Testing Mastery: Fast and Secure Application Tests

Working in a big organisation, like Adevinta, using service oriented architecture always means interaction, either by communicating with other teams or by calling other services in code. Blink once and three microservices will have been called in that time.

Our team focuses on car dealer products on the marketplace mobile.de, making sure that customers get the best possible user experience. We had the chance to build a service that takes care of onboarding car dealers to a new product we offer. The service works by subscribing to a Kafka stream that tracks dealer changes. When a change occurs, the service kicks off a process, interacting with several different systems:

YAMS, Adevinta’s in-house media service for uploading specific documents
MongoDB, for storing application state
Kafka, for pushing information further downstream

In this article, I’d like to share how we currently test our services, what we learned on the way and how you can make use of our journey. To better understand how we reached this position, we must first explain what made us consider a switch.

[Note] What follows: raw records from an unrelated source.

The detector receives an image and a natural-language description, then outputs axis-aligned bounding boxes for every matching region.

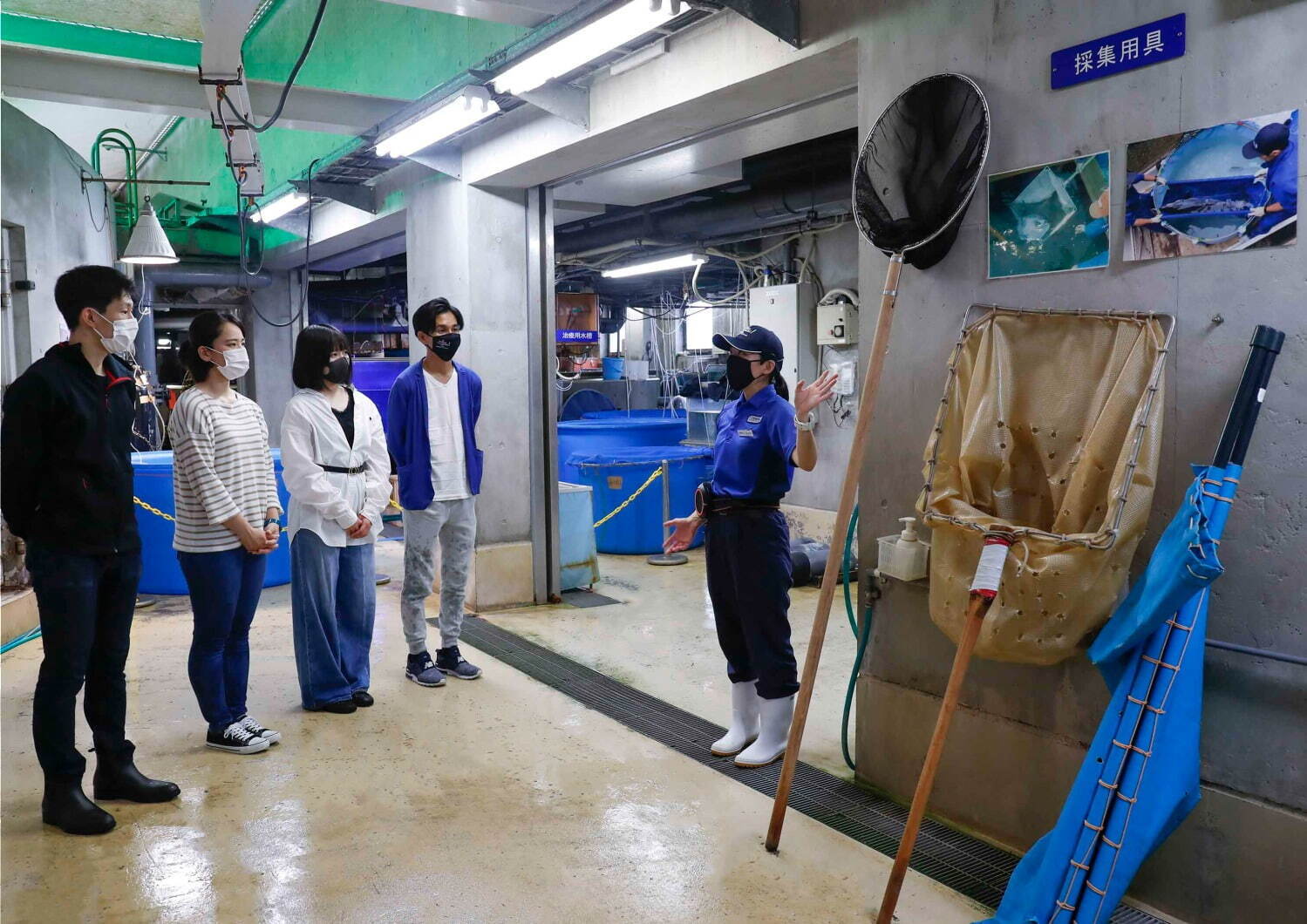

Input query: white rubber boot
[736,696,794,767]
[712,680,762,757]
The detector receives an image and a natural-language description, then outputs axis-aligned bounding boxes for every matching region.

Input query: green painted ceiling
[0,0,528,253]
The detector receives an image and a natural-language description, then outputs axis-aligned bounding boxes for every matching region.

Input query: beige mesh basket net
[917,306,1171,664]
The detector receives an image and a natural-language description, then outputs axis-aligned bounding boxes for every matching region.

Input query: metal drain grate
[457,618,1163,924]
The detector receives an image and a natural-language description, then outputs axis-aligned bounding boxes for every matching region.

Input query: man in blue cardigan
[385,298,482,686]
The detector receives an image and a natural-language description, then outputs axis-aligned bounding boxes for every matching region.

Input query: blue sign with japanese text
[1050,13,1184,90]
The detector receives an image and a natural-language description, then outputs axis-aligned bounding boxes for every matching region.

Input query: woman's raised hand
[663,516,703,554]
[794,370,839,419]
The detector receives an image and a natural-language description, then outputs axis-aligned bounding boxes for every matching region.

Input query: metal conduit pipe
[555,238,676,262]
[145,262,272,289]
[555,175,849,254]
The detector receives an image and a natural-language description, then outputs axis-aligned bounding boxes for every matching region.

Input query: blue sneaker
[435,644,481,680]
[404,651,445,686]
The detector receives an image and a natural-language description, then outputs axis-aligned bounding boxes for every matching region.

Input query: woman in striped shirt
[168,311,281,754]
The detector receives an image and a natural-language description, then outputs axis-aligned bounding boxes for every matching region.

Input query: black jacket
[0,343,141,555]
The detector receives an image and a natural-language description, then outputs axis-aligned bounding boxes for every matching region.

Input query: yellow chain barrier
[595,465,663,529]
[132,494,176,523]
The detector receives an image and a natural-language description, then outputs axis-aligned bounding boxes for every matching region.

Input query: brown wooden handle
[767,254,903,853]
[875,594,993,924]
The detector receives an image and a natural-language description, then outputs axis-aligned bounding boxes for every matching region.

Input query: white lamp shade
[119,196,178,265]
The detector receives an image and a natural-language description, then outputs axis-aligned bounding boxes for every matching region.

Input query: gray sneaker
[404,651,445,686]
[435,644,481,680]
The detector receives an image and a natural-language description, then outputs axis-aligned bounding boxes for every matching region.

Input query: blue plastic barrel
[354,359,409,430]
[558,414,684,484]
[581,408,684,421]
[568,445,712,555]
[132,450,290,594]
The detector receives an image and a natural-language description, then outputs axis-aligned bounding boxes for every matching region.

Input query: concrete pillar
[242,270,299,447]
[406,176,553,609]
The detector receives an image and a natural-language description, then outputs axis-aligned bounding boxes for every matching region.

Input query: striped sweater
[168,388,281,552]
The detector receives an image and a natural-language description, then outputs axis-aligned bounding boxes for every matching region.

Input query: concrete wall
[0,102,115,371]
[847,0,1307,923]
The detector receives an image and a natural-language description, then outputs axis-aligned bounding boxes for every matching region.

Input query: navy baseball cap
[712,324,786,362]
[1243,121,1289,160]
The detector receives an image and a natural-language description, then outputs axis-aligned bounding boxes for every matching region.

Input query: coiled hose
[0,626,40,655]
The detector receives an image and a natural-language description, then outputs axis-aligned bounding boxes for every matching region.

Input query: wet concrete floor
[0,542,983,924]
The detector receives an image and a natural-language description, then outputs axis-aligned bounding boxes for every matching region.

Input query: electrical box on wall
[749,282,817,388]
[817,302,857,346]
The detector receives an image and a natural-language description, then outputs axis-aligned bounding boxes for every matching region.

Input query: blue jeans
[290,529,377,710]
[27,542,141,779]
[176,549,268,732]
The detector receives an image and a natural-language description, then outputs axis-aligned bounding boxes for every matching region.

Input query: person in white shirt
[281,324,391,714]
[168,311,281,754]
[385,298,482,686]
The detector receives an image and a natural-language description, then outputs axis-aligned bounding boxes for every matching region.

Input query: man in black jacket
[0,267,179,834]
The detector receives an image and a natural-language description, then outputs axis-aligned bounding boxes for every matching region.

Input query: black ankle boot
[40,779,118,834]
[94,751,181,803]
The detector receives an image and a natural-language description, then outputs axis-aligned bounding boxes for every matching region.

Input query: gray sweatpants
[400,497,477,655]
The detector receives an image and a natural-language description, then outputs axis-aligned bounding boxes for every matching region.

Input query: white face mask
[95,311,140,353]
[213,346,249,380]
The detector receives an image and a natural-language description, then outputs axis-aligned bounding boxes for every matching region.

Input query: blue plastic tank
[581,408,684,421]
[132,450,290,594]
[568,445,712,555]
[354,359,409,430]
[558,411,684,483]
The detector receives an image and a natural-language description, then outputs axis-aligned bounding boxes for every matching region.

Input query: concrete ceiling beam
[373,0,574,26]
[0,42,408,134]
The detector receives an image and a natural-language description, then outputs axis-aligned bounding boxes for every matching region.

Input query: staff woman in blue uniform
[665,325,836,767]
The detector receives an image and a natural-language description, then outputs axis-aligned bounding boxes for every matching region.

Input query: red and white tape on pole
[971,533,1011,600]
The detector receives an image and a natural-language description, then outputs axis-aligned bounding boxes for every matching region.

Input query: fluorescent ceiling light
[494,0,679,92]
[604,254,708,280]
[251,192,309,222]
[377,86,500,157]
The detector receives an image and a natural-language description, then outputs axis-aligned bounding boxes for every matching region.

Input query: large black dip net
[854,73,990,269]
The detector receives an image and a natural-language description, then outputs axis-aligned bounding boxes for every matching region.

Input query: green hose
[839,507,872,771]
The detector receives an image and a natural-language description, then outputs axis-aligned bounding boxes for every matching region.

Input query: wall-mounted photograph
[987,150,1111,280]
[1126,110,1298,260]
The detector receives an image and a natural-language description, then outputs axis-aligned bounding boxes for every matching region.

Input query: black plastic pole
[1212,324,1283,468]
[1230,324,1285,465]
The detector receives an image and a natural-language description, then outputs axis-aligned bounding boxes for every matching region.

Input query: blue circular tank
[568,445,712,555]
[558,411,684,484]
[132,450,290,594]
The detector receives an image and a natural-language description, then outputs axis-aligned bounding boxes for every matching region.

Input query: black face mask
[327,356,354,385]
[432,332,463,362]
[726,353,760,391]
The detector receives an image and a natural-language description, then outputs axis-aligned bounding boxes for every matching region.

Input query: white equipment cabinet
[749,282,817,384]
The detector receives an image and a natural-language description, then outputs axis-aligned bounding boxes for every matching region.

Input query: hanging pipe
[90,128,141,228]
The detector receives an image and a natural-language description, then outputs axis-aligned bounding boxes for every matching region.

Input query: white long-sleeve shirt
[168,388,281,552]
[281,388,391,547]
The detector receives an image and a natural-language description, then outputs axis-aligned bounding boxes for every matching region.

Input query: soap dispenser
[875,516,930,581]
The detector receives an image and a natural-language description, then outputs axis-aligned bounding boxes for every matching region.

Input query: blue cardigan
[385,362,484,510]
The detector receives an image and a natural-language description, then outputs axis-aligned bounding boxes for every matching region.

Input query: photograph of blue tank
[1126,110,1298,260]
[987,150,1111,280]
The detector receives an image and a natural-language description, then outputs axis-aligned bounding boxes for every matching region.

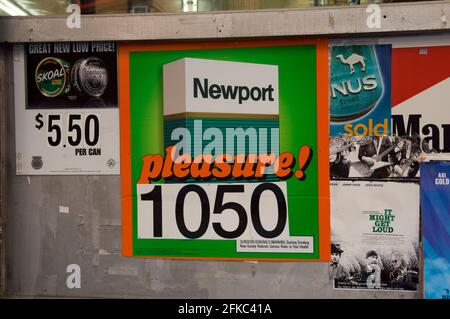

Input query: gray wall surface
[0,43,418,298]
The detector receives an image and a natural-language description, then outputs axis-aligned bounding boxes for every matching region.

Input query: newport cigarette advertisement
[14,42,120,175]
[119,40,330,261]
[329,44,391,136]
[329,181,420,291]
[420,161,450,299]
[392,46,450,160]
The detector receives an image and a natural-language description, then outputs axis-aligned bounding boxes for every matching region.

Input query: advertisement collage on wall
[329,45,450,298]
[329,44,421,291]
[14,39,450,297]
[392,43,450,299]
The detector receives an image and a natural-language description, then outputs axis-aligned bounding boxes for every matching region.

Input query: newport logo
[194,78,274,104]
[163,58,278,116]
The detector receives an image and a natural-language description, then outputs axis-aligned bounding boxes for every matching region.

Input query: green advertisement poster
[119,40,330,261]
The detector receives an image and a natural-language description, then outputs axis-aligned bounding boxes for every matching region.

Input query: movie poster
[420,162,450,299]
[329,181,419,291]
[14,42,120,175]
[329,44,391,136]
[330,136,422,180]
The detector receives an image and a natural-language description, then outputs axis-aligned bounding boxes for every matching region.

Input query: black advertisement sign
[25,42,118,109]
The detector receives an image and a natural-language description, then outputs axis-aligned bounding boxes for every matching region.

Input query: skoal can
[330,45,383,123]
[70,57,108,97]
[34,57,70,97]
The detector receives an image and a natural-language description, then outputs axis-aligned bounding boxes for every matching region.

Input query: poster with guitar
[329,181,420,291]
[330,136,421,180]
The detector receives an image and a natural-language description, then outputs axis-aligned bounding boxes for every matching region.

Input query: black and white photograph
[330,136,421,179]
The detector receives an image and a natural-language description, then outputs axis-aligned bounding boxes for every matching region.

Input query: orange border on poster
[118,39,331,262]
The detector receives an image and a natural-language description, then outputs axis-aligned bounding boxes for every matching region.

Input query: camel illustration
[336,53,366,74]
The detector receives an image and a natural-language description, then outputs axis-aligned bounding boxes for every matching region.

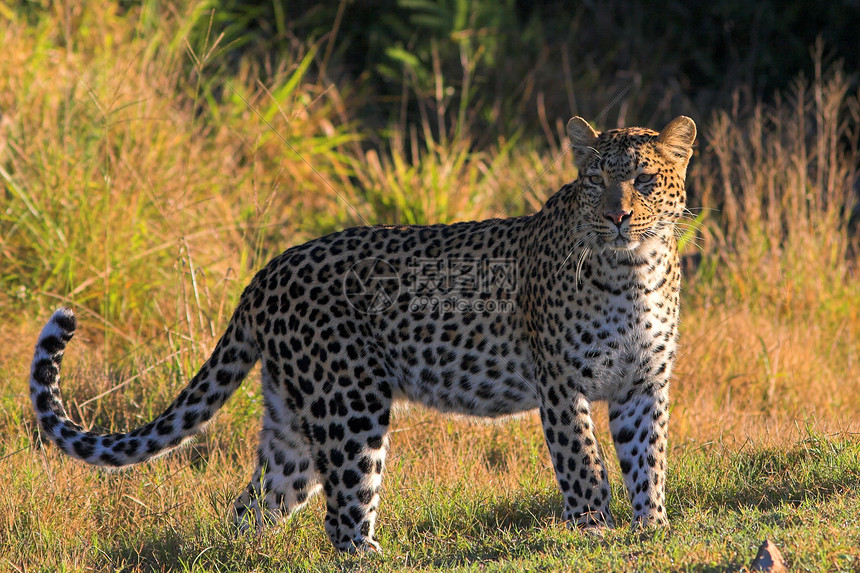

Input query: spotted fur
[30,116,696,551]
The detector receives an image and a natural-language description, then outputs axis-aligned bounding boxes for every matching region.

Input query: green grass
[0,1,860,571]
[0,396,860,571]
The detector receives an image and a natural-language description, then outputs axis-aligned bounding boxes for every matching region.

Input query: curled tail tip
[48,306,78,334]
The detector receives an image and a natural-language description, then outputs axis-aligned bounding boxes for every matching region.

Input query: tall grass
[0,1,860,571]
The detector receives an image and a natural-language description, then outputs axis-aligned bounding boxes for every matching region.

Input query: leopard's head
[567,115,696,250]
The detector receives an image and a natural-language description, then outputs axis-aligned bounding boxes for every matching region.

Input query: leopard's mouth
[604,229,640,251]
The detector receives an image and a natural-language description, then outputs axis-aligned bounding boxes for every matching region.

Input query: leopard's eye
[636,173,656,185]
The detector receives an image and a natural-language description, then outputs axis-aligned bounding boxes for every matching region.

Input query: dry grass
[0,2,860,571]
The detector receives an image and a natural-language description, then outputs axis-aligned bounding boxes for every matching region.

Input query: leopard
[29,116,696,553]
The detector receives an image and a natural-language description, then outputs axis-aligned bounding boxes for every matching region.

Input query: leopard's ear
[657,115,696,167]
[567,116,600,170]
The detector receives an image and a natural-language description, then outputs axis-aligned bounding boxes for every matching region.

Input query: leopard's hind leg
[232,368,322,531]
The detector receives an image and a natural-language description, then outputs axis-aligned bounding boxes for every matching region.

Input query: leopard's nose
[603,210,633,229]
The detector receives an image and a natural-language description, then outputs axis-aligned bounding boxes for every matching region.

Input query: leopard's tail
[30,308,258,467]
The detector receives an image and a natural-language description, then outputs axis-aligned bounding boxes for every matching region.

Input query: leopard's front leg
[540,384,615,528]
[609,385,669,527]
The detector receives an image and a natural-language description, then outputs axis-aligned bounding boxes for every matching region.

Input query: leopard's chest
[556,254,678,400]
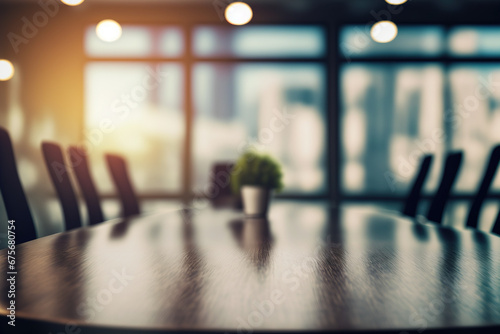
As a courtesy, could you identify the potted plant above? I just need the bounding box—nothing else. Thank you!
[231,151,283,217]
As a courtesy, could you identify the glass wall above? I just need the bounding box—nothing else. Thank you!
[85,25,328,196]
[339,26,500,195]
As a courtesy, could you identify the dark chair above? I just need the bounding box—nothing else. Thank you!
[0,127,36,244]
[42,142,82,230]
[466,145,500,228]
[402,155,432,217]
[210,162,238,208]
[106,154,141,217]
[68,146,104,225]
[427,151,463,224]
[491,213,500,237]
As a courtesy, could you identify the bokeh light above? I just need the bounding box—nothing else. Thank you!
[0,59,14,81]
[225,2,253,26]
[96,20,122,42]
[385,0,408,5]
[370,21,398,43]
[61,0,85,6]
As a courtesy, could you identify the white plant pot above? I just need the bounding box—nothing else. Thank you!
[241,186,271,217]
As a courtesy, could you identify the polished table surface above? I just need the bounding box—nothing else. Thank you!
[0,202,500,333]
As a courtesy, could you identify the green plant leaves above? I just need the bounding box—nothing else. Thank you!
[231,150,283,193]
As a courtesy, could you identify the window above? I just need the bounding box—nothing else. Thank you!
[339,26,500,196]
[85,25,328,196]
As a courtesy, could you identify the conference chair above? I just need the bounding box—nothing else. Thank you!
[68,146,104,225]
[466,145,500,228]
[105,154,141,217]
[0,127,37,244]
[402,154,433,218]
[427,151,463,224]
[42,142,82,230]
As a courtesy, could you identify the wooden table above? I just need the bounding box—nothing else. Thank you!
[0,202,500,334]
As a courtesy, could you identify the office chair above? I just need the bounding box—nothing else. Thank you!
[466,145,500,228]
[402,154,433,218]
[427,151,463,224]
[42,142,82,230]
[0,127,37,244]
[68,146,104,225]
[105,154,141,217]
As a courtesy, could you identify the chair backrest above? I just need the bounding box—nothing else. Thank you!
[403,155,432,217]
[42,142,82,230]
[0,127,36,244]
[427,151,463,224]
[491,213,500,237]
[466,145,500,228]
[106,154,141,217]
[68,146,104,225]
[210,162,238,207]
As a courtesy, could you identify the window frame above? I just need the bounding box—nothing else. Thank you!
[83,22,332,200]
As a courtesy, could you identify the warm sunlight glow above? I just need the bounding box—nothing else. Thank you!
[226,2,253,26]
[61,0,85,6]
[96,20,122,42]
[370,21,398,43]
[0,59,14,81]
[385,0,408,5]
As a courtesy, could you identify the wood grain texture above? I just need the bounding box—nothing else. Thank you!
[0,202,500,333]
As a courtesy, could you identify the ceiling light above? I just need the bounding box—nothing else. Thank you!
[61,0,85,6]
[370,21,398,43]
[96,20,122,42]
[0,59,14,81]
[225,2,253,26]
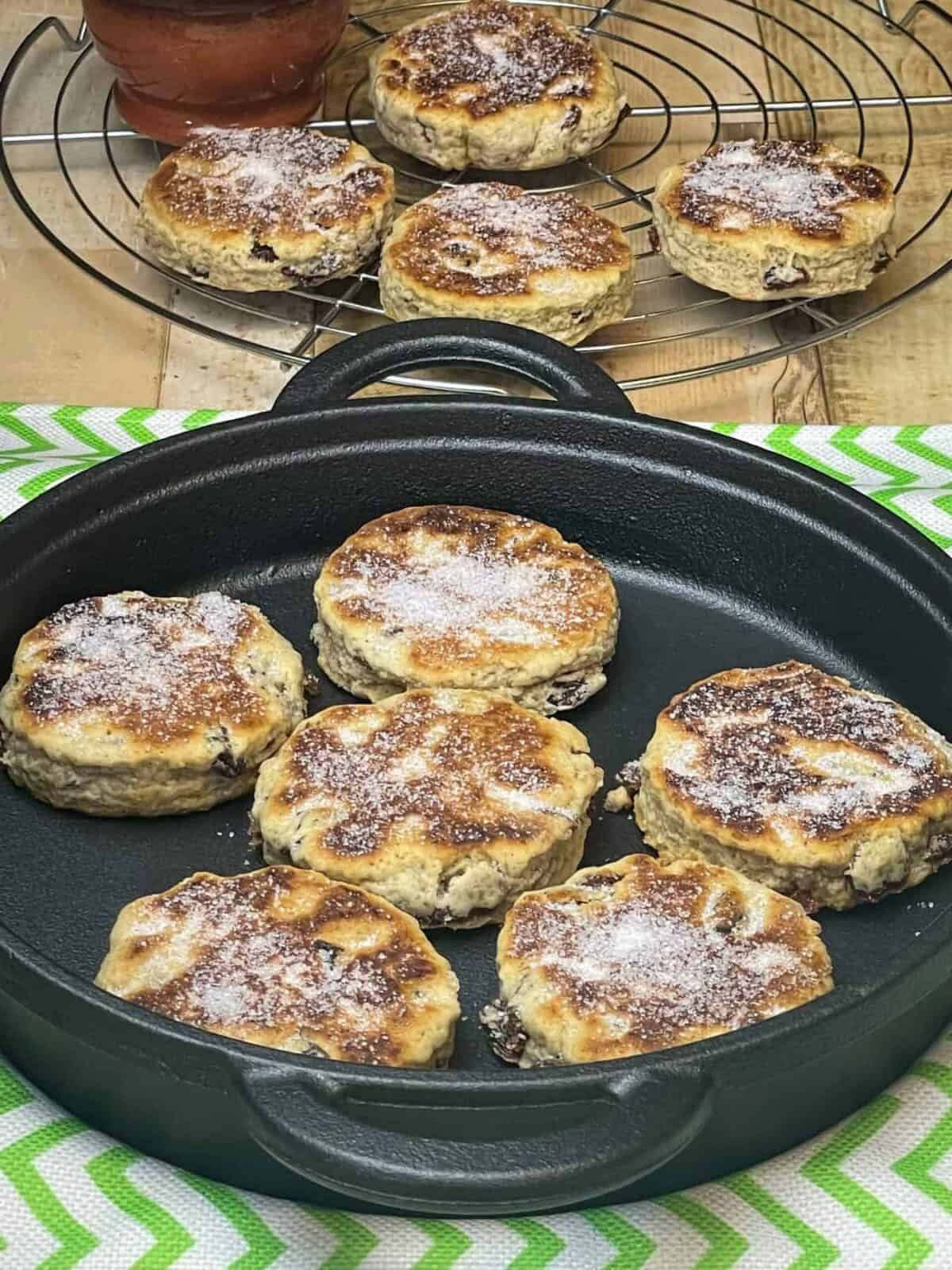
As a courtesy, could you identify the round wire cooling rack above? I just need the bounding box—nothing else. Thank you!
[0,0,952,392]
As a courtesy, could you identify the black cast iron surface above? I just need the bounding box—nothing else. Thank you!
[0,322,952,1214]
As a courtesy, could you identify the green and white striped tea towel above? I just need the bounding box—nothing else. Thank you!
[0,404,952,1270]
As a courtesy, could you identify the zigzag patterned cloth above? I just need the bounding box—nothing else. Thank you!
[0,404,952,1270]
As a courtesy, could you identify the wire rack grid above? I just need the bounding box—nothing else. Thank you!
[0,0,952,392]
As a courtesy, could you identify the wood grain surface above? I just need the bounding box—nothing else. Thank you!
[0,0,952,423]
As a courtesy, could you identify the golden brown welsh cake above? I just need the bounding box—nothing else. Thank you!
[97,868,459,1067]
[630,662,952,910]
[379,182,635,344]
[140,129,393,291]
[481,856,833,1067]
[251,688,601,927]
[370,0,624,169]
[311,504,618,714]
[652,141,895,300]
[0,591,305,815]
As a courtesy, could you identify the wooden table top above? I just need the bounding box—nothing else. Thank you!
[0,0,952,424]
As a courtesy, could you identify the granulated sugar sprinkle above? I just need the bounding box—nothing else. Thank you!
[512,883,823,1048]
[159,129,386,237]
[393,182,631,294]
[125,870,434,1062]
[385,0,595,118]
[664,663,952,837]
[678,141,886,237]
[277,691,580,856]
[328,508,607,659]
[23,592,262,741]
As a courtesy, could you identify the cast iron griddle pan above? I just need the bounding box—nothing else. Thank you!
[0,321,952,1214]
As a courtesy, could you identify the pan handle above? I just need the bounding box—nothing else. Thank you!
[274,319,632,415]
[231,1063,712,1217]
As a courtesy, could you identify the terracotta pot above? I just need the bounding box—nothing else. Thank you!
[84,0,347,144]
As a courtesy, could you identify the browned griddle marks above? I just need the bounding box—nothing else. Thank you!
[389,182,631,296]
[152,129,387,238]
[674,141,890,239]
[281,692,571,856]
[324,506,616,667]
[508,857,829,1053]
[665,662,952,838]
[129,870,436,1063]
[23,592,264,743]
[378,0,597,119]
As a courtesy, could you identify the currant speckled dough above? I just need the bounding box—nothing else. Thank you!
[370,0,624,170]
[95,868,459,1067]
[481,855,833,1067]
[138,129,395,291]
[651,141,896,300]
[0,591,305,815]
[311,504,618,714]
[622,662,952,910]
[251,688,601,927]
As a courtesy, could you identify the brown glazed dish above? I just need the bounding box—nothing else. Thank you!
[84,0,347,144]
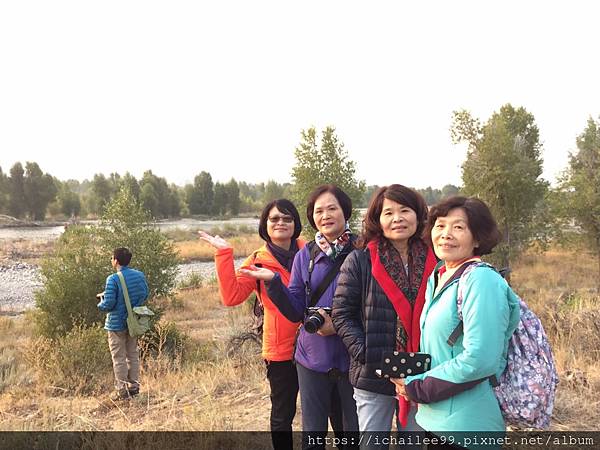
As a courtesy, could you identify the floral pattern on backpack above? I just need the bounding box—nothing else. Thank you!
[456,262,558,429]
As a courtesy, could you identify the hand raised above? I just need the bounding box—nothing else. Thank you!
[240,266,275,281]
[198,230,232,249]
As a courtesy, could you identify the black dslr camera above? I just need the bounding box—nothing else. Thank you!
[304,306,331,334]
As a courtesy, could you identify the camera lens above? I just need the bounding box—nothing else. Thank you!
[304,312,325,334]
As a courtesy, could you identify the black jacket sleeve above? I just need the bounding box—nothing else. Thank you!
[331,250,367,364]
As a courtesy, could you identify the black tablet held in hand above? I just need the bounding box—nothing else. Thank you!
[375,352,431,378]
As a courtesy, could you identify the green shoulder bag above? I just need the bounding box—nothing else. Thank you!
[117,272,154,337]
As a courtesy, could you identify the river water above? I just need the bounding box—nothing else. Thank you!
[0,218,258,315]
[0,217,258,242]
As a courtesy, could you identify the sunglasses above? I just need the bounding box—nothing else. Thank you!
[269,216,294,223]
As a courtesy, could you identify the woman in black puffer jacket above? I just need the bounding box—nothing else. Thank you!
[332,184,437,446]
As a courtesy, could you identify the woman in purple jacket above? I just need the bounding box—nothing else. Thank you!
[245,184,358,449]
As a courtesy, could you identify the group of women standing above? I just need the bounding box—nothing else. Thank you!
[201,184,518,449]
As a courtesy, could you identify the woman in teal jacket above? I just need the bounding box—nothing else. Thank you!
[396,197,519,442]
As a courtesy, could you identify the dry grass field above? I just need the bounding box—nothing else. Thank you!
[0,242,600,431]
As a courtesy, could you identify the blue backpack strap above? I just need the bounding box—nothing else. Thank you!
[446,261,502,387]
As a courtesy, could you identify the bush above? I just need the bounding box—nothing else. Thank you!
[25,324,112,394]
[34,189,179,339]
[177,272,204,289]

Starting out, we wanted continuous and fast feedback for our newly created service. Since we interacted with a multitude of external systems, we dove right into setting up a test suite using integrated tests. This meant that they were either integration or end-to-end tests, spinning up the app in a close-to-production setup with a real database, Kafka, and HTTP servers running in separate processes.

The test suite gave us great confidence about how our application interacts with the outside world and that it’s wired together as we want it to be. Things were mostly smooth sailing, but issues started to arise. Nearly all the business use cases were tested with integrated tests and the more external systems we involved, the harder it got to bring the system into a certain state needed for specific testing scenarios. Feedback loops and tests for our business logic got longer and broader over time.

We needed a change.

The Downside of Integrated Tests

It’s important to state that there is nothing inherently wrong with integrated tests. A well-tested application has passed three types of tests: unit tests, integration tests and end-to-end tests.

The problem lies in the use of integrated tests. Great tools like testcontainers make it incredibly easy to start Docker containers from tests, but that doesn’t mean every test should be an integrated one as there are downsides for local development.

Slower Feedback Cycle

Integrated tests run slower than unit tests. Way slower when compared directly. When working, you want feedback as frequently and quickly as possible, so you don’t paint yourself into a corner by pushing through one refactoring where you end up touching 34 files…

Your attention span while waiting for a test to finish

The crucial thing to understand is that infrastructure doesn’t change that frequently to justify running a real database on every single test run. One possible solution is to run them only in your deployment pipeline and make them opt-in locally via a specific environment variable.

Trickier Setup

Setting up integrated tests is much harder than setting up unit tests. One typical occurrence is writing to a Kafka topic and having to wait one way or another for the message to be processed.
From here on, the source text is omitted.